GitHub - hidemi-k/a2a-ceos-core: A2A-based network automation platform for Arista cEOS. Operates NETCONF / eAPI / eAPI Config / ANTA / XDP from a single natural-language command, with a safe Dry-run → diff → approval → ANTA Post-Check workflow.

🔥 Why it matters

OSS that unifies NETCONF / eAPI / eAPI Config / ANTA / XDP via A2A and operates Arista cEOS safely with natural language
Junos-equivalent commit check diff reproduced on cEOS — Dry-run → diff → approval → NETCONF / eAPI Config deploy → ANTA Post-Check, fully automated
Snapshot-diff RAG powered multi-agent fault diagnosis — 5 specialist agents collaborate using normal-state diff as evidence, with automatic Self-Correction
Agents integrated via A2A protocol. Groq → Azure OpenAI automatic fallback guarantees production reliability
XDP/eBPF AI-controlled with Human-in-the-loop — existing C/Go assets integrated without modification
Validated on real hardware via Containerlab (cEOS 4.36.0F).

Overview


Unified	NETCONF / eAPI / eAPI Config / ANTA / XDP integrated via A2A — operated with a single natural-language sentence
Safe	Dry-run → +/- diff → human approval → NETCONF / eAPI Config deploy → ANTA auto Post-Check
Diagnosis	Snapshot-diff RAG → 5-agent fault diagnosis with Self-Correction
Proven	Validated on Containerlab (cEOS 4.36.0F). XDP security demo available
AI	A2A Hub classifies intent via LLM → delegates to specialist agents (NETCONF / eAPI / eAPI Config / XDP / ANTA / Diagnose)
Microsoft	Azure Container Apps + Azure VM + Azure OpenAI + Microsoft Agent Framework

Demo

📹 Demo video (2 min 45 sec)

✨ Features

🔄 Natural language → NETCONF XML → Dry-run → diff → approval → deploy (Junos-equivalent pre-diff on cEOS)
🔍 eAPI + RAG high-speed show / state query (natural language → appropriate show command selected automatically)
🛠️ eAPI Config (NETCONF-unsupported area config change) — Covers VXLAN/EVPN and BGP network/redistribute via eAPI configure session. Two-layer safety guard + Phase1 dry-run / Phase2 commit flow
🔎 Snapshot-diff RAG fault diagnosis — Saves normal-state eAPI output and injects Unified Diff into LLM context at diagnosis time.
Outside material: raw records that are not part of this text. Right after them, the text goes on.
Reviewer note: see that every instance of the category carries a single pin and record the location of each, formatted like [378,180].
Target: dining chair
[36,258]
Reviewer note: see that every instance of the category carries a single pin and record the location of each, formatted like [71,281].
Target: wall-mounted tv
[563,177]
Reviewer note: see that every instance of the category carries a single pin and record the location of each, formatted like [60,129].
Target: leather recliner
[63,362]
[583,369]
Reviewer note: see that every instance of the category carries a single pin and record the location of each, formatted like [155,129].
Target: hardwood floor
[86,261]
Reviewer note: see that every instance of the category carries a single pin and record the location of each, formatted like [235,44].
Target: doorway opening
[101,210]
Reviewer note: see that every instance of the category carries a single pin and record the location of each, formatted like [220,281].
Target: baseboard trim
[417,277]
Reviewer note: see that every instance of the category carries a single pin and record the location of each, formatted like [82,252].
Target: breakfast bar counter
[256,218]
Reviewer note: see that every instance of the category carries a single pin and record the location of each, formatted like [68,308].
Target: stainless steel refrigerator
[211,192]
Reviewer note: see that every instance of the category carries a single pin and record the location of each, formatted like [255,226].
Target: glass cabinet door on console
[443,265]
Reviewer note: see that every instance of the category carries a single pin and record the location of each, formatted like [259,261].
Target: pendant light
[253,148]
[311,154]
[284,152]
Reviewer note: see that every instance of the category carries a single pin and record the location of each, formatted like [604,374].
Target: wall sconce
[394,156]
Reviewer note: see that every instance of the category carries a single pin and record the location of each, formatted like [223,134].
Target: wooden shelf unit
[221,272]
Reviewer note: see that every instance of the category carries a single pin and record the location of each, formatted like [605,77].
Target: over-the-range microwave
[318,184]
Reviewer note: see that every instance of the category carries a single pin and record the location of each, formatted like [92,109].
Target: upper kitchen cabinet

Five specialist agents (flow routing / L2 / L3 / consistency check / report) collaborate with automatic Self-Correction
✅ ANTA auto Post-Check (~340 ms / 11 tests after deploy — zero side-effects verified automatically)
🛡️ XDP/eBPF AI control (Human-in-the-loop — AI proposes, human approves before XDP rule is applied)
⚡ Groq → Azure OpenAI automatic fallback (shared across all servers; swap LLM with a single file change)

Architecture

┌─────────────────────────────────────────────────────┐
│            Azure Container Apps                      │
│  ┌────────────────────────────────────────────────┐  │
│  │  app_a2a.py (NiceGUI Web UI / port:8080)       │  │
│  │  · Natural language input → REST POST /execute │  │
│  │  · Dry-run → Diff review → Approve & Deploy    │  │
│  │  · ANTA Verify / Diagnose / Security tab       │  │
│  │  · i18n support (Japanese / English)           │  │
│  └────────────────────┬───────────────────────────┘  │
└───────────────────────│─────────────────────────────┘
                        │ HTTP
┌───────────────────────▼─────────────────────────────┐
│                   Azure VM                           │
│                                                      │
│  ┌─────────────────────────────────────────────┐    │
│  │  task_decompose_a2a_server.py  :8000         │    │
│  │  A2A Hub / LLM Router                        │    │
│  │  write  → :8001  / read      → :8002         │    │
│  │  security → :8003 / verify   → :8004         │    │
│  │  eapi_config → :8006 (VXLAN/EVPN・BGP CLI)  │    │
│  └────┬──────────┬──────────┬──────────┬───┬───┘    │
│       │          │          │          │   │         │
│  ┌────▼──┐  ┌────▼──┐  ┌───▼───┐  ┌───▼─┐ │        │
│  │:8001  │  │:8002  │  │:8003  │  │:8004│ │        │
│  │NETCONF│  │eAPI   │  │XDP    │  │ANTA │ │        │
│  │RAG    │  │Show + │  │Firewall│  │Verify│ │        │
│  │(cfg)  │  │Diff   │  │(eBPF) │  │(test)│ │        │
│  └───┬───┘  └───┬───┘  └───┬───┘  └──┬──┘ │        │
│      │          │          │         │    │         │
│  ┌───▼──────────▼──┐  ┌────▼─────────▼──┐ │        │
│  │  Arista cEOS    │  │ Go IPS REST API  │ │        │
│  │  (NETCONF/eAPI) │  │ :8080 (eBPF/XDP) │ │        │
│  └─────────────────┘  └─────────────────┘ │        │
│                                            │        │
│  ┌─────────────┐  ┌──────────────────────┐ │        │
│  │:8005        │  │:8006                 │◀┘        │
│  │Diagnose     │  │eAPI Config           │          │
│  │(5 agents)   │  │(VXLAN/EVPN・BGP CLI)  │          │
│  └──────┬──────┘  └──────────┬───────────┘          │
│         │                    │                      │
│  ┌──────▼────────────────────▼──┐                   │
│  │  Arista cEOS (eAPI / HTTPS)  │                   │
│  └──────────────────────────────┘                   │
└─────────────────────────────────────────────────────┘

Communication path note

Security tab real-time display (Top Traffic / Drop List / QoS List) polls Go IPS (:8080) directly from the Web UI — bypassing the A2A Hub.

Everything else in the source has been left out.